Can you check if you have TMPDIR, TEMP or TMP env variables set?
Code assumes it successfully creates file in tmp dir (but this can fail),
this uses python's tempfile.gettempdir.
Can you check if you have TMPDIR, TEMP or TMP env variables set?
Code assumes it successfully creates file in tmp dir (but this can fail),
this uses python's tempfile.gettempdir.
Hi Brian,
setting any of these variables did not help.
I’m a newbie to python so I’m not familiar digging into the python descriptions.
However, as far as docs.python.org says about tempfile.gettempdir those variables are 1.-3. in a search hierarchy for a temp space which on “other systems” (which Solaris is probably) is follwed by searching for /tmp, /var/tmp, and /usr/tmp.
I checked if a normal user can create a file in /tmp: YES. So I expect there is no problem with tempfile.gettempdir.
Having found docs.python.org I also looked into fcntl.flock which says: “See the Unix manual flock(2) for details. (On some systems, this function is emulated using fcntl()
.)”
Solaris man page for flock(3ucb) (There is no flock(2).) can be found at http://docs.oracle.com/cd/E19683-01/816-0213/6m6ne37v5/index.html
fcntl(2) is described here: http://docs.oracle.com/cd/E19683-01/816-0212/6m6nd4n9c/index.html
Both man pages describe EBADF as a possible error code.
Further I searched google with “solaris flock python” and found a couple of locking issue descriptions. But as far as I saw none describing the error “Bad file number”.
This all does not give me a clue whether ansible is using fcntl.flock in a Solaris incompatible way of if already the python implementation for fcntl.flock is incompatible with Solaris.
Any idea?
Regards,
Karl
So the initial error made me think the file wasn't accessible or being
created, but looking closer at the code, you would have had a traceback
earlier with 'IOError' or similar.
Just to make sure this isn't a python flock incompatibility error, can you
run (adjust shebang and file string as needed):
this should run w/o output on success.
--- locktest.py ---
#!/usr/bin/python
import fcntl
lfile = "/var/tmp/mylock"
lfile_c = open(lfile,"w")
lfile_c.close()
LOCKFILE = open(lfile,"r")
fcntl.flock(LOCKFILE, fcntl.LOCK_EX)
It sounds like it’s just unable to get a lock on your tempdir and we need to make it tolerate not being able to get that lock, which is simple enough.

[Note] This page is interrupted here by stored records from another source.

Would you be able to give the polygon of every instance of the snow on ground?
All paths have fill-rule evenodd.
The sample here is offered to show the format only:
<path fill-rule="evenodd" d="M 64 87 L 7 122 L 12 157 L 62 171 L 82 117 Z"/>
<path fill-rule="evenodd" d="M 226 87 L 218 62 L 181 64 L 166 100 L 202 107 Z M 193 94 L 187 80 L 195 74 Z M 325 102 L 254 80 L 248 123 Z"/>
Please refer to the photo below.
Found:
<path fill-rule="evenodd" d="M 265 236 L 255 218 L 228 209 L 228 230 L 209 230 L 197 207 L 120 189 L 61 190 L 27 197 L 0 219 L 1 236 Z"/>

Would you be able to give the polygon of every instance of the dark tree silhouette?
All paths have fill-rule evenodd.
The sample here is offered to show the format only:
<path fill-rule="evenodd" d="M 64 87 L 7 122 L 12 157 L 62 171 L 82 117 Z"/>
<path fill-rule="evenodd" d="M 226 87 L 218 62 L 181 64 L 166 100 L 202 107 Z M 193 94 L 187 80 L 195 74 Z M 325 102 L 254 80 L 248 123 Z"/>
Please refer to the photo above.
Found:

Please make sure there isa github ticket filed and I’ll take care of it.
The locking here is only to make sure that output does not get interlaced, which can happen occassionally.
Hi Brian,
running locktest.py yields following:
~ 64) python locktest.py
Traceback (most recent call last):
File “locktest.py”, line 10, in
fcntl.flock(LOCKFILE, fcntl.LOCK_EX)
IOError: [Errno 9] Bad file number
~ 65) ls -al /var/tmp/mylock
-rw-r–r-- 1 kcb e2dv 0 15. Mai 21:20 /var/tmp/mylock
After reading again the error descriptions in the Solaris man pages I found it likely, that the descriptions of fcntl apply to our problem. (If the flock.fcntl function for Solaris actually is emulated using fcntl.)
For fcntl the EBADF error may be returned in a number of combinations of arguments and does not simply mean it’s not a valid file descriptor.
Especially the man file says: EADF is set when … “the type of lock, l_type
, is a shared lock (F_RDLCK
), and is not a valid file descriptor open for reading; or the type of lock l_type
is an exclusive lock (F_WRLCK
) and is not a valid file descriptor open for writing.”
In your example you are opening the file for write, closing the file, opening the file for read and requesting an exclusive lock on the file.
In a second test I changed the type of lock to shared (LOCK_SH). Now locktest.py runs through without any message.
~ 71) rm /var/tmp/mylock
~ 72) ll /var/tmp/mylock
/usr/gnu/bin/ls: cannot access /var/tmp/mylock: No such file or directory
~ 73) python locktest.py
~ 74) ll /var/tmp/mylock
-rw-r–r-- 1 kcb e2dv 0 15. Mai 21:51 /var/tmp/mylock
So changing the requested locktype to shared for reading a file could be a solution.
Double checking the other way round (requesting a shared lock for a file open for writing) yields the error again:
~ 76) python locktest.py
Traceback (most recent call last):
File “locktest.py”, line 10, in
fcntl.flock(LOCKFILE, fcntl.LOCK_SH)
IOError: [Errno 9] Bad file number
And checking the fourth combination (requesting an exclusive lock for a file open for writing) yields no error again.
Regards,
Karl
A shared lock seems to defeat the purpose in this case.
I think we just want exception handling so it doesn’t break on Solaris.
Hi Michael,
I just filed an issue in ansible github: https://github.com/ansible/ansible/issues/2925
It seems well possible to get a lock under Solaris, but the type of lock seems to have to conform to the r/w mode the file has been opened with.
It’s described above and in the issue.
Hope this solves the problem. I’ll standby to pull any new code for trial.
Regards,
Karl
Will take a look at this shortly.
FYI, this lock is only acquired on the management machine, so if you were managing from say, Scientific Linux or Fedora or Ubuntu, etc, you won’t run into this, even if managing Solaris guests.
Should be an easy fix.
At the moment we are a more or less pure Solaris shop. And this will not
change soon.
For this to work on all platforms, we could just open the lockfile in write
mode.
Yep, I believe that will do!
For this to work on all platforms, we could just open the lockfile in write mode.
Yes, opening the LOG_LOCK file in write mode makes it work on Solaris.
Thanks,
Karl
Yep, this change is now merged in to the 1.2 branch.
Should be good to go!